Psalm 38:9 Lord, all my desire is before thee; and my groaning is not hid from thee.

Prayer for a Quiet Heart

Five-year olds are not very good at bottling things up. I’m not saying they can’t do it, but generally if they are thinking it, they are saying it. There are no secrets with five-year olds. That is why it is wise to be careful about the people you trust with your five-year old; all the family secrets can be divulged in about five minutes. Most of us learned very early to open our ears and shut our mouths, and generally, I think that is a good piece of advice. Sometimes we can hear too much and say too little.

David was a man who had a lot of problems. In Psalm 38:6 he says, “I am troubled.” There are three elements that show us where David was and the point to which he came. First of all we see what David took in. In verse 8 he says, “I am feeble and sore broken: I have roared by reason of the disquietness of my heart.” He was so full of things that were coming into his heart and head that he was broken and weak. Our hearts and heads are full of noise every day.
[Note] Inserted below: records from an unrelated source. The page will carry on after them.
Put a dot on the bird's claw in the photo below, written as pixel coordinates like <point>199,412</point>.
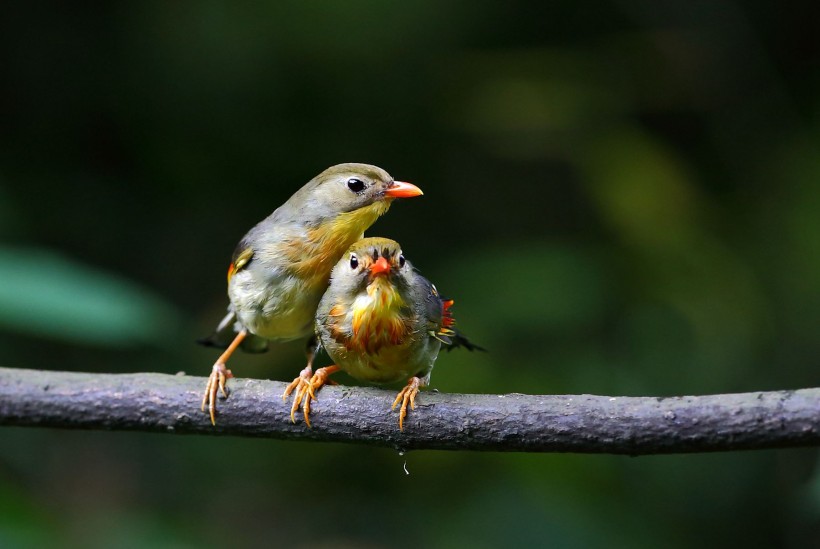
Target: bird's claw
<point>216,383</point>
<point>306,386</point>
<point>407,396</point>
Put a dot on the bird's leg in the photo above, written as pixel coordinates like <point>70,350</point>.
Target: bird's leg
<point>408,395</point>
<point>314,385</point>
<point>219,375</point>
<point>307,383</point>
<point>304,377</point>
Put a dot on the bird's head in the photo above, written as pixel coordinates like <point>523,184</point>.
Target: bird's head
<point>372,263</point>
<point>350,187</point>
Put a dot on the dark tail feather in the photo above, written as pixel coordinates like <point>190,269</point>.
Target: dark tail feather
<point>458,340</point>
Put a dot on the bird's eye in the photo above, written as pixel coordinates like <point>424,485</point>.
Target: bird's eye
<point>355,185</point>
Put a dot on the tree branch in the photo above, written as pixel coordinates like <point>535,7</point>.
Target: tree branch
<point>513,422</point>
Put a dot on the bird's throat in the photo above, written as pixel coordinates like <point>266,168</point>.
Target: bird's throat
<point>326,243</point>
<point>378,317</point>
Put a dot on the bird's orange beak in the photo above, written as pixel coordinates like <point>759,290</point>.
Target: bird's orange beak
<point>402,189</point>
<point>380,266</point>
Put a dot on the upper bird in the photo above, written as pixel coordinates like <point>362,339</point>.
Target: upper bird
<point>281,268</point>
<point>380,321</point>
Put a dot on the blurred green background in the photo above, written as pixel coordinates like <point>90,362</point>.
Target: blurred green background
<point>623,197</point>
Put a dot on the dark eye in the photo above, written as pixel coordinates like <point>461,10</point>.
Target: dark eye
<point>355,185</point>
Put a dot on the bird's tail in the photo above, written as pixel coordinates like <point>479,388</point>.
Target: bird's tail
<point>457,339</point>
<point>226,331</point>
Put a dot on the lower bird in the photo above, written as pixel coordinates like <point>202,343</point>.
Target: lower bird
<point>380,321</point>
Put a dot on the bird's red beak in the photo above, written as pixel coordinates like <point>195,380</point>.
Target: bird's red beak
<point>380,266</point>
<point>401,189</point>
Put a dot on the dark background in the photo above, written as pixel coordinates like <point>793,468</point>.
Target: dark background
<point>622,197</point>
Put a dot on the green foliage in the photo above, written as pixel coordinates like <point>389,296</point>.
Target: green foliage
<point>622,199</point>
<point>50,296</point>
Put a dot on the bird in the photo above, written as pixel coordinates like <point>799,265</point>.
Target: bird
<point>281,267</point>
<point>380,321</point>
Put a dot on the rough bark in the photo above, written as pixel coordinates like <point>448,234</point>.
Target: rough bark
<point>511,422</point>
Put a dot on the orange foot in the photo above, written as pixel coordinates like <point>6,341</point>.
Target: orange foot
<point>408,395</point>
<point>216,382</point>
<point>306,386</point>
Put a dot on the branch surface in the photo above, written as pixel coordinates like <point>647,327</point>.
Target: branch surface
<point>511,422</point>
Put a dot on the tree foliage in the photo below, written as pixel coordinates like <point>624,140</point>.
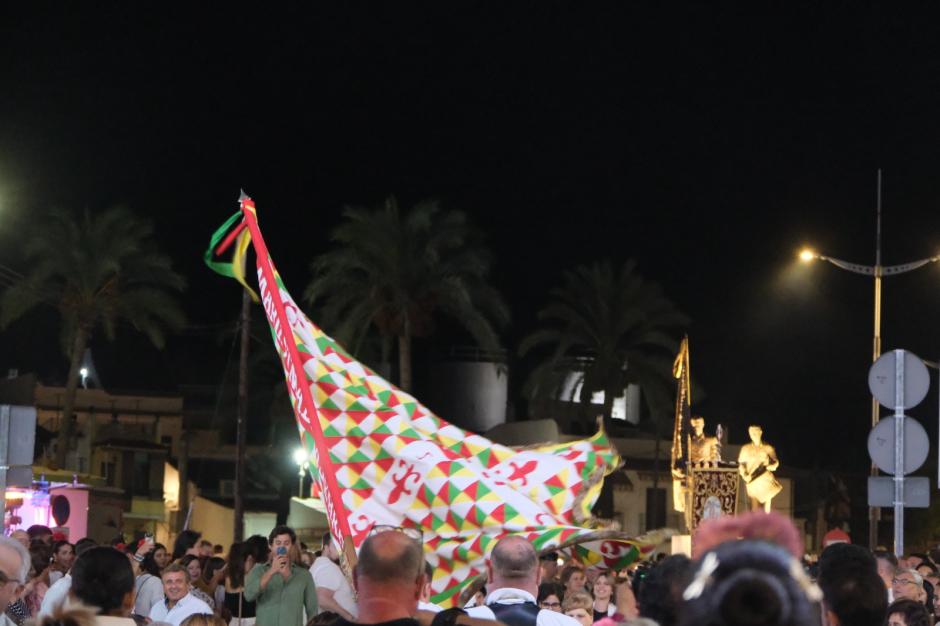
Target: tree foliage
<point>396,271</point>
<point>612,328</point>
<point>99,270</point>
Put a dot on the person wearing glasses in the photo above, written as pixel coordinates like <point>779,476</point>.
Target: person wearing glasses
<point>281,590</point>
<point>14,568</point>
<point>513,580</point>
<point>550,595</point>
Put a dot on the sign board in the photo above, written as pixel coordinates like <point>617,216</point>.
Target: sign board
<point>881,444</point>
<point>916,491</point>
<point>882,378</point>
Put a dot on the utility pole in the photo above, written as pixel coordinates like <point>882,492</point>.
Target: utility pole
<point>242,418</point>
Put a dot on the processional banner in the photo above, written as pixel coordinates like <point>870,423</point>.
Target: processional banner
<point>381,457</point>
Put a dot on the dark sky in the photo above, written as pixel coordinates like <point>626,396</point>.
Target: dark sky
<point>708,145</point>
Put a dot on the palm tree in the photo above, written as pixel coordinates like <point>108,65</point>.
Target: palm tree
<point>99,270</point>
<point>396,271</point>
<point>612,328</point>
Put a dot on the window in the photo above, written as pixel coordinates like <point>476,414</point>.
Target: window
<point>141,474</point>
<point>108,470</point>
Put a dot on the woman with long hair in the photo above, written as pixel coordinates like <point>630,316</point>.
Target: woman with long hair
<point>240,562</point>
<point>63,555</point>
<point>199,588</point>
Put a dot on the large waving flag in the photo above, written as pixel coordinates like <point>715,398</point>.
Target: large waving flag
<point>381,457</point>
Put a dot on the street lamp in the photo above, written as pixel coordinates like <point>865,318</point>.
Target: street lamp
<point>877,271</point>
<point>300,458</point>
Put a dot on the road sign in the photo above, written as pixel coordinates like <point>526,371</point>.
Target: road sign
<point>882,377</point>
<point>916,491</point>
<point>881,444</point>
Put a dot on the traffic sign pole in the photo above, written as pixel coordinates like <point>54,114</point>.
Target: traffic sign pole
<point>899,453</point>
<point>899,380</point>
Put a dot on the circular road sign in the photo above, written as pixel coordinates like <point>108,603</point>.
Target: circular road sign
<point>881,444</point>
<point>882,375</point>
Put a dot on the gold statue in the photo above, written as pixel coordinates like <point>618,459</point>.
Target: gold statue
<point>703,449</point>
<point>757,462</point>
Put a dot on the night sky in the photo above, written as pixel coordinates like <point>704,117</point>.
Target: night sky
<point>707,145</point>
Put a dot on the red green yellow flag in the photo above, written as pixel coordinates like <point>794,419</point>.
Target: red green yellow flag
<point>383,458</point>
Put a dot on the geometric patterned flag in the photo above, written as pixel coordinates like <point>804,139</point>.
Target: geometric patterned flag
<point>381,457</point>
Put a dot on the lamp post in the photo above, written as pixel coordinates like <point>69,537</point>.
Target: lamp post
<point>877,271</point>
<point>300,458</point>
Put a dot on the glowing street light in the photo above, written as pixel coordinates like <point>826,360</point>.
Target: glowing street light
<point>300,458</point>
<point>877,271</point>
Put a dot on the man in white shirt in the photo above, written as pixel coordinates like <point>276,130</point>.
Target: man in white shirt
<point>513,578</point>
<point>334,593</point>
<point>424,602</point>
<point>178,603</point>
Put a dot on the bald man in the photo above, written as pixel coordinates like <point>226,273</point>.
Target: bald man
<point>388,578</point>
<point>513,578</point>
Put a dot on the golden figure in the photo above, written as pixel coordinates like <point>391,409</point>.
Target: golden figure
<point>757,462</point>
<point>702,449</point>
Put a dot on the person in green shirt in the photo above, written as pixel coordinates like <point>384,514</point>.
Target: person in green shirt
<point>282,591</point>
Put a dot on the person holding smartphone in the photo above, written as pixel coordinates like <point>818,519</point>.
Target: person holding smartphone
<point>281,590</point>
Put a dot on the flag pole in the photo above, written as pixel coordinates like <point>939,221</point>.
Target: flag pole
<point>302,401</point>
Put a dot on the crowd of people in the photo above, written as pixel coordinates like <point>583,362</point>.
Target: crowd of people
<point>747,570</point>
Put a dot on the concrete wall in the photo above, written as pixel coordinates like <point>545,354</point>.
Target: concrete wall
<point>470,394</point>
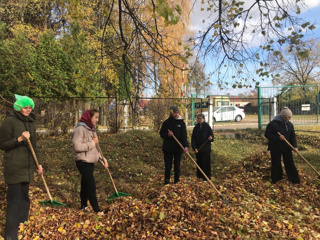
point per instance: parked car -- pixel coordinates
(226, 113)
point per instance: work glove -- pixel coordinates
(186, 149)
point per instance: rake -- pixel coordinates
(50, 202)
(214, 187)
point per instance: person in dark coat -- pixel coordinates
(202, 132)
(277, 146)
(174, 125)
(18, 162)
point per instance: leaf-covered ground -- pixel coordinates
(190, 209)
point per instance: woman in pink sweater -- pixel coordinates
(84, 141)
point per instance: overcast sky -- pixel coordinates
(308, 14)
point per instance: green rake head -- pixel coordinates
(117, 194)
(53, 203)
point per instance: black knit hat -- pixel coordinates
(174, 109)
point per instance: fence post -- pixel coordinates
(259, 109)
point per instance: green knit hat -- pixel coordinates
(22, 101)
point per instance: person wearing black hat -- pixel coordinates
(174, 125)
(277, 146)
(18, 162)
(202, 136)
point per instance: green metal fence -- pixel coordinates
(303, 100)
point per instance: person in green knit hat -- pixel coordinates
(18, 163)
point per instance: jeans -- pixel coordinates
(88, 185)
(168, 157)
(18, 205)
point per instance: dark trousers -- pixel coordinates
(204, 162)
(18, 205)
(88, 185)
(276, 168)
(168, 157)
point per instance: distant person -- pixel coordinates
(84, 141)
(174, 125)
(277, 146)
(18, 163)
(202, 134)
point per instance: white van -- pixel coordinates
(226, 113)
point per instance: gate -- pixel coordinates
(303, 101)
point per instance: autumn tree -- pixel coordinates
(297, 64)
(197, 79)
(239, 33)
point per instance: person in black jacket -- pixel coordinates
(174, 125)
(277, 146)
(202, 132)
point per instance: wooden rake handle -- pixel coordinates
(203, 145)
(198, 166)
(115, 188)
(300, 155)
(37, 163)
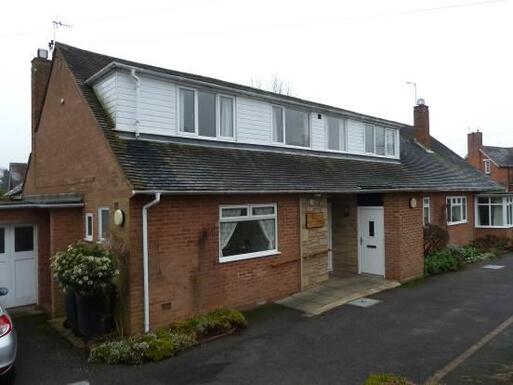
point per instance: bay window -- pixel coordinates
(290, 126)
(247, 231)
(494, 211)
(336, 134)
(456, 210)
(206, 114)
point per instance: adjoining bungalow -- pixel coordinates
(222, 195)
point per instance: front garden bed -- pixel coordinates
(167, 342)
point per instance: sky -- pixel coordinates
(354, 54)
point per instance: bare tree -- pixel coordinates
(276, 85)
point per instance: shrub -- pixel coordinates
(435, 239)
(492, 244)
(167, 342)
(445, 260)
(84, 268)
(387, 379)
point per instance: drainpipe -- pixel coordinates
(137, 97)
(145, 262)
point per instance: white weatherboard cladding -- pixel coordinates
(158, 112)
(355, 136)
(318, 132)
(253, 121)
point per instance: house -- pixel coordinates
(221, 195)
(497, 163)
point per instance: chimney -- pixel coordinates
(40, 74)
(474, 144)
(421, 123)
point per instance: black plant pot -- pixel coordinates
(70, 305)
(91, 314)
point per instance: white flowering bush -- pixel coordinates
(84, 269)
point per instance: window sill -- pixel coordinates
(456, 223)
(241, 257)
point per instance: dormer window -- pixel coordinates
(380, 140)
(206, 114)
(488, 166)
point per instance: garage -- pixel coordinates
(18, 264)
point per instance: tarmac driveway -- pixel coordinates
(414, 331)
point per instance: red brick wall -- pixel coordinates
(185, 274)
(40, 218)
(404, 238)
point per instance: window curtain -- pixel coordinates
(226, 117)
(268, 228)
(227, 230)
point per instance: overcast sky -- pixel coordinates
(354, 54)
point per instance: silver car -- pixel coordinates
(8, 343)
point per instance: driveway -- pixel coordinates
(414, 331)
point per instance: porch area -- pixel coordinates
(336, 291)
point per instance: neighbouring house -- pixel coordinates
(497, 163)
(222, 195)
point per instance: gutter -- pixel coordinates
(39, 205)
(145, 261)
(137, 98)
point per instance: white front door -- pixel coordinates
(371, 234)
(18, 266)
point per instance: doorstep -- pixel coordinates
(336, 291)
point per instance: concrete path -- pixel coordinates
(336, 292)
(415, 331)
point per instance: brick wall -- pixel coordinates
(314, 242)
(345, 234)
(40, 218)
(185, 274)
(404, 237)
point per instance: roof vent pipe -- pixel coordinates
(137, 98)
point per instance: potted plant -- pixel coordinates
(88, 273)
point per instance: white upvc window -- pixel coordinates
(206, 114)
(494, 211)
(291, 126)
(488, 166)
(88, 226)
(426, 211)
(103, 223)
(247, 231)
(336, 134)
(381, 141)
(456, 210)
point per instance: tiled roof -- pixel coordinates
(192, 166)
(502, 156)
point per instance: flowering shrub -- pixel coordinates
(84, 269)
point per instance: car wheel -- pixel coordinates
(9, 377)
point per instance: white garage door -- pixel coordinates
(18, 264)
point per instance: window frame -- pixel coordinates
(248, 217)
(342, 126)
(89, 236)
(100, 222)
(284, 126)
(396, 136)
(506, 201)
(218, 96)
(487, 166)
(460, 204)
(426, 204)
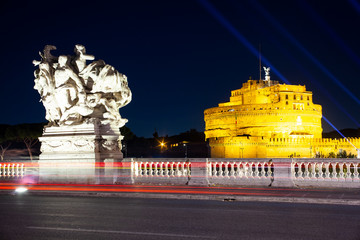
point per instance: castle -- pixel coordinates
(265, 119)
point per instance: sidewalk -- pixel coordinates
(314, 196)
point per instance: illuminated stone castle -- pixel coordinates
(265, 119)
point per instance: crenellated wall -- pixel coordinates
(270, 120)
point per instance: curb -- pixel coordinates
(225, 198)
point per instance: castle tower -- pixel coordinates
(260, 111)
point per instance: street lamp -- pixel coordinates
(185, 145)
(233, 110)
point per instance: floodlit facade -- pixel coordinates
(265, 119)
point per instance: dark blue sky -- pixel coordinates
(182, 57)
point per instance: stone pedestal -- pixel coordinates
(85, 153)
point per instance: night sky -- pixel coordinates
(182, 57)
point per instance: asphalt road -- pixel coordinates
(60, 217)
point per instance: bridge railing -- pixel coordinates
(12, 170)
(294, 172)
(326, 172)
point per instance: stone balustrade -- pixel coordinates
(248, 172)
(12, 170)
(160, 170)
(295, 172)
(325, 172)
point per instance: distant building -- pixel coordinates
(265, 119)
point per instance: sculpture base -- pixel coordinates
(85, 153)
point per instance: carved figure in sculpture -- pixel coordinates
(81, 57)
(73, 92)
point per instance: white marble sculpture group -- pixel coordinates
(74, 93)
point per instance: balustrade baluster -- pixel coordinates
(156, 170)
(177, 172)
(246, 170)
(263, 175)
(167, 169)
(313, 171)
(256, 173)
(209, 169)
(182, 171)
(8, 170)
(341, 173)
(356, 172)
(348, 172)
(307, 172)
(327, 171)
(232, 172)
(293, 172)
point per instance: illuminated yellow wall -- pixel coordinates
(268, 119)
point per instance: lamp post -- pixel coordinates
(233, 110)
(185, 145)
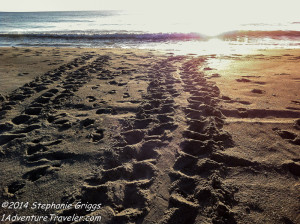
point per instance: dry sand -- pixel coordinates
(144, 134)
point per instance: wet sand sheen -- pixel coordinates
(144, 134)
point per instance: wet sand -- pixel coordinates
(153, 137)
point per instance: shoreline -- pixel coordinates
(144, 133)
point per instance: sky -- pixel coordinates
(204, 9)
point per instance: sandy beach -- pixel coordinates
(153, 137)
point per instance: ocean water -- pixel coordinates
(127, 29)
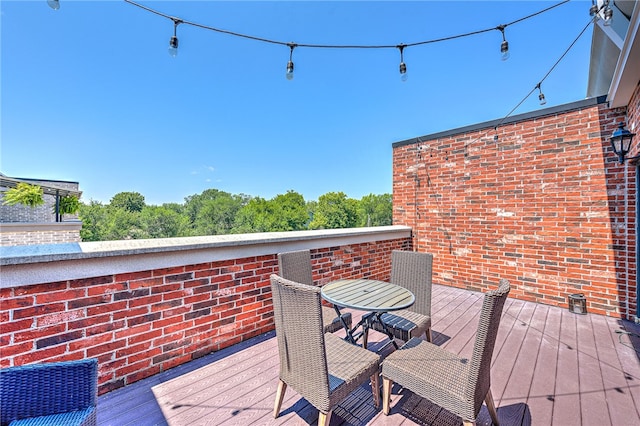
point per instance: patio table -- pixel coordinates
(374, 296)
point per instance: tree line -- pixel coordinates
(215, 212)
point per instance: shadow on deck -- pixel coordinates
(549, 367)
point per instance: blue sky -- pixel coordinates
(90, 94)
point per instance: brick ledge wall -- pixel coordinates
(145, 321)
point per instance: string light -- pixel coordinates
(289, 74)
(541, 97)
(173, 42)
(504, 46)
(545, 76)
(403, 66)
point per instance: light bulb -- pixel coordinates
(173, 46)
(289, 74)
(403, 72)
(542, 99)
(504, 50)
(608, 16)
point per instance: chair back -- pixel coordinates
(36, 390)
(296, 266)
(300, 335)
(480, 369)
(412, 270)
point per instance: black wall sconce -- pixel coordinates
(621, 142)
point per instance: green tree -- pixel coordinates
(130, 201)
(163, 222)
(335, 210)
(253, 217)
(213, 212)
(123, 224)
(284, 212)
(375, 210)
(94, 220)
(289, 212)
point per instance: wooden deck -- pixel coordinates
(550, 367)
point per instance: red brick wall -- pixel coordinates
(545, 205)
(141, 323)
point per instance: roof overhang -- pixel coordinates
(51, 189)
(627, 72)
(614, 64)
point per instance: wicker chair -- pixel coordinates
(411, 270)
(296, 266)
(453, 383)
(58, 393)
(323, 368)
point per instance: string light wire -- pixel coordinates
(537, 86)
(401, 47)
(346, 46)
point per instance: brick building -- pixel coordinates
(538, 198)
(24, 225)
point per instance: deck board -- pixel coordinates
(549, 367)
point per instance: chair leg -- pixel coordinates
(324, 419)
(386, 394)
(365, 337)
(375, 388)
(282, 387)
(491, 406)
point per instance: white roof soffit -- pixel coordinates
(627, 72)
(606, 44)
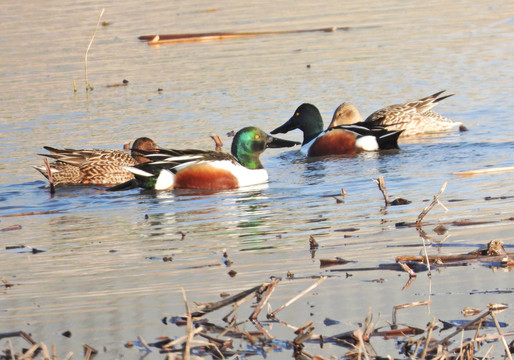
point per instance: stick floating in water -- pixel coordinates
(179, 38)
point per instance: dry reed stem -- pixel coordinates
(144, 343)
(237, 304)
(206, 308)
(458, 329)
(46, 354)
(320, 280)
(181, 339)
(189, 328)
(381, 186)
(28, 354)
(484, 171)
(50, 176)
(88, 86)
(409, 305)
(420, 218)
(265, 298)
(11, 349)
(507, 351)
(431, 205)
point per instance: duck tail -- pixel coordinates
(42, 170)
(127, 185)
(389, 140)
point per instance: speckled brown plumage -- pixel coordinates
(95, 166)
(414, 118)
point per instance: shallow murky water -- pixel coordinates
(101, 274)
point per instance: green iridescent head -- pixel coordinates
(306, 118)
(250, 142)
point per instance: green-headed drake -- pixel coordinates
(210, 170)
(337, 139)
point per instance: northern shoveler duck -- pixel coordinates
(414, 118)
(337, 139)
(209, 170)
(95, 166)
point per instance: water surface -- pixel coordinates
(102, 275)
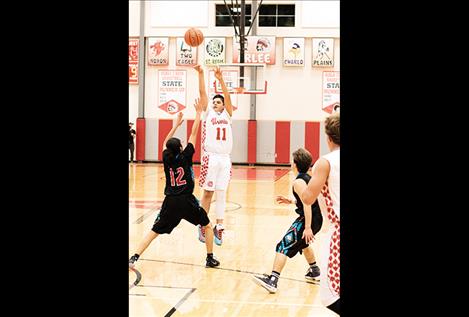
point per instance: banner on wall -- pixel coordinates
(231, 79)
(172, 90)
(294, 51)
(215, 48)
(185, 55)
(158, 51)
(260, 50)
(323, 52)
(330, 90)
(133, 61)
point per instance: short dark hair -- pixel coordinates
(219, 96)
(173, 146)
(302, 158)
(333, 127)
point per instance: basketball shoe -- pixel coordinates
(266, 281)
(313, 273)
(218, 233)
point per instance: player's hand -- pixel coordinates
(308, 235)
(283, 200)
(179, 119)
(198, 68)
(198, 105)
(218, 74)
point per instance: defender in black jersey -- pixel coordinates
(179, 202)
(301, 232)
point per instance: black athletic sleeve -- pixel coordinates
(189, 151)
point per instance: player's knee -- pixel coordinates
(208, 194)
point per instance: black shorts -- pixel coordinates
(176, 208)
(292, 241)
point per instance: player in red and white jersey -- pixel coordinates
(217, 142)
(325, 185)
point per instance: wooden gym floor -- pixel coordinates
(170, 278)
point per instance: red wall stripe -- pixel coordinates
(190, 123)
(140, 140)
(252, 141)
(312, 139)
(164, 126)
(282, 142)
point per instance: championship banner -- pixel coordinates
(294, 51)
(158, 51)
(214, 49)
(260, 50)
(133, 61)
(185, 55)
(323, 52)
(231, 80)
(330, 90)
(172, 90)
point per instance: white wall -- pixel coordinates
(297, 88)
(134, 31)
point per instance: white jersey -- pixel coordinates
(217, 135)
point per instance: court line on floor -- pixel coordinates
(146, 215)
(227, 269)
(138, 279)
(227, 301)
(179, 303)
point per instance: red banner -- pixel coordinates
(133, 61)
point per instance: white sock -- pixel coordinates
(220, 204)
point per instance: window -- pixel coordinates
(277, 15)
(222, 16)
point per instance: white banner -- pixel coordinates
(158, 51)
(231, 80)
(172, 90)
(294, 51)
(215, 50)
(330, 90)
(185, 55)
(259, 50)
(323, 52)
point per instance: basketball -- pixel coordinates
(193, 37)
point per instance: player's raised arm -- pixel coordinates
(179, 121)
(195, 127)
(226, 94)
(202, 90)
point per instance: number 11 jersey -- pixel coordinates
(217, 135)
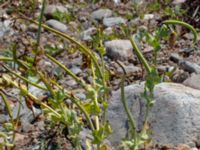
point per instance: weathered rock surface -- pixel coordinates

We confront personal issues, international issues, and issues of other people. David was noisy of heart because of what he took in.

The second element is what he cut off. In verse 13 David came to a point when he didn’t want to take any more in. He says, “But I, as a deaf man, heard not; and I was as a dumb man that opened not his mouth. Thus I was a as a man that heareth not, and in whose mouth are no reproofs.” Some of  David’s problems were the chastening of God. But there came a time when David just decided that he was going to be like a deaf man and not hear what flooded his ears and heart.

Most importantly, we see what David put out or sent up. In verse 15 David says, “For in thee, O LORD, do I hope: thou wilt hear, O Lord my God.” David refused to hear, and he knew that God would hear. Verse 16 says, “For I said, Hear me.” Verse 9 says, “Lord, all my desire is before thee; and my groaning is not hid from thee.” Most of the psalms I have read lately seem to be David responding to problems. David says, “There’s not a thing that I want that You don’t know. There’s not a thing that troubles me that hidden from You, God.”

Why was that? God knows everything. He is God. But in the context of this psalm, just as quickly as things were flooding into his heart, David was pumping them to heaven and giving them to God. We see the disquietness of his heart, the deafness of his ears, and the activeness of his mouth. He was giving his problems to God and resting them there.